Нобили одобрительно закивали, и Фабиола, упоенная скорым исполнением давней мечты, прикрыла глаза и от всего сердца вознесла благодарение Митре и Юпитеру. Мать будет отомщена. Завтра.
«А как же Ромул? — вдруг напомнил внутренний голос. — Может, он прав, а ты нет?»
Фабиола безжалостно прогнала сомнения прочь. Ей известна лишь одна истина: Цезарь виновен и завтра придет расплата.
Глава XXVII
МАРТОВСКИЕ ИДЫ
Вначале Ромул всерьез намерился идти прямиком в Лупанарий выяснять дело с Фабиолой. Стоило первому потрясению схлынуть, его душу затопила холодная ярость: как бестрепетна, оказывается, его сестра. Он вынужденно признался себе, что не удивлен мужеством Фабиолы. Их мать выжила среди всех жизненных мучений лишь благодаря отчаянной силе и стойкости, а ведь ее кровь текла и в близнецах. Фабиола годами выдерживала тяготы жизни в Лупанарии, отдаваясь мужчинам против воли, и пусть даже она стала богатой и влиятельной, принуждение сыграло свою непоправимую роль. Может, оттого сестра так безжалостна. Кто знает, не была ли мечта о мести единственной ее поддержкой на протяжении стольких лет.
Впрочем, в глазах Ромула это не оправдывало стремления убить правителя Республики. Если Цезарь не признался в насилии над Вельвинной, то Фабиоле неоткуда знать правду. Ромул не собирался убивать человека по чьей-то надуманной прихоти, а тем более Цезаря, даровавшего ему свободу от рабства, и не собирался допустить, чтобы его убила толпа строптивых нобилей во главе с сестрой.
Ромул понимал, что сейчас, когда план уже в действии, говорить с сестрой рискованно. Если она решилась на убийство, то не потерпит помех. Охранники Лупанария слепо выполнят приказ, не задумываясь, кто такой Ромул, а юноше совсем не хотелось валяться в клоаке с перерезанным горлом. Поэтому, смирив гнев, он решил принять совет Тарквиния и рано утром наведаться в дом Цезаря. Фабиолу упоминать он не будет, чтобы не стать виновником ее казни. А поговорить с сестрой можно и потом.

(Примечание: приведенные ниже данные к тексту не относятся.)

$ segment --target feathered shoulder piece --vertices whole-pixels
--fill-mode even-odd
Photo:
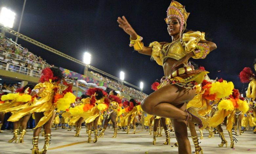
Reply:
[[[255,74],[250,68],[245,67],[240,72],[239,77],[242,83],[248,83],[255,78]]]
[[[108,97],[111,101],[116,102],[118,104],[122,103],[121,100],[117,96],[115,96],[114,95],[109,95]]]
[[[40,82],[43,83],[46,81],[49,82],[58,79],[58,77],[53,76],[53,73],[49,67],[46,67],[42,71]]]

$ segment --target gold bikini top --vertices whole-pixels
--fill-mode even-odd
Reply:
[[[183,34],[182,38],[170,43],[153,42],[149,46],[153,47],[151,58],[161,66],[168,58],[179,60],[194,50],[200,40],[204,39],[204,33],[197,31]]]

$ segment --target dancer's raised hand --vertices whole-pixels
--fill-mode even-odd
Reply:
[[[119,24],[119,27],[122,29],[126,33],[129,35],[132,39],[136,40],[137,39],[137,33],[128,22],[124,16],[123,16],[122,18],[118,17],[117,22]]]

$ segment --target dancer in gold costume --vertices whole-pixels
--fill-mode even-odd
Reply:
[[[130,46],[133,46],[140,53],[151,56],[163,66],[164,77],[161,80],[160,88],[144,99],[141,107],[150,114],[174,119],[173,124],[180,145],[179,152],[182,154],[191,152],[186,121],[198,123],[203,128],[208,123],[208,119],[198,114],[201,109],[191,107],[185,111],[186,102],[195,96],[194,86],[201,83],[208,72],[193,70],[187,66],[187,61],[191,57],[203,59],[217,48],[215,43],[204,39],[204,33],[183,33],[189,14],[183,6],[172,1],[167,9],[165,21],[172,41],[154,42],[148,47],[144,46],[142,38],[137,34],[124,16],[117,19],[119,27],[130,36]]]
[[[52,67],[43,69],[40,83],[32,90],[31,95],[35,95],[37,100],[25,108],[13,114],[8,120],[18,121],[27,113],[34,112],[36,126],[33,138],[32,154],[46,153],[50,144],[52,117],[53,110],[57,107],[60,110],[65,110],[75,102],[75,96],[72,93],[72,85],[63,80],[62,71],[59,68]],[[45,133],[45,144],[42,150],[39,151],[38,140],[41,127],[43,125]]]

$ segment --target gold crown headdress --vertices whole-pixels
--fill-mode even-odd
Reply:
[[[190,13],[187,12],[185,9],[185,6],[183,6],[178,2],[174,1],[172,1],[170,6],[167,9],[167,17],[164,19],[166,23],[168,22],[168,20],[172,18],[176,18],[180,21],[180,31],[182,31],[184,26],[184,29],[186,26],[186,22]]]

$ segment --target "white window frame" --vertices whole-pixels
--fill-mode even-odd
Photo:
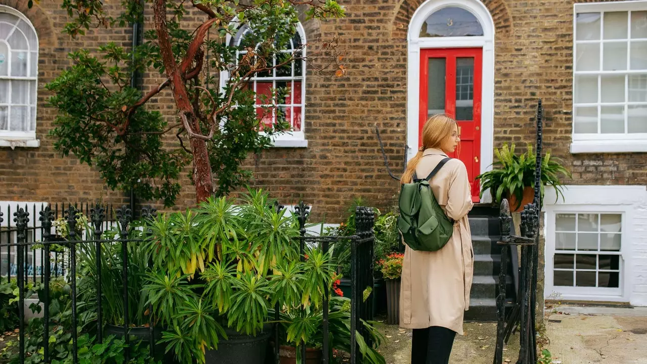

Вернувшись в пристанище для ветеранов, Ромул пошел искать Секунда: патеру митреума подчинялось больше полусотни бывалых ветеранов, отслуживших в легионах по многу лет. Ромул уже успел полюбить немолодого задумчивого воина. Тот чаще слушал, чем говорил, и в его скупых словах, как и у Тарквиния, неизменно крылась тихая мудрость. Ромул не удивился, когда узнал, что Секунд с этруском давно знакомы.
Патера он нашел в просторном внутреннем дворе, залитом лучами влажного весеннего солнца.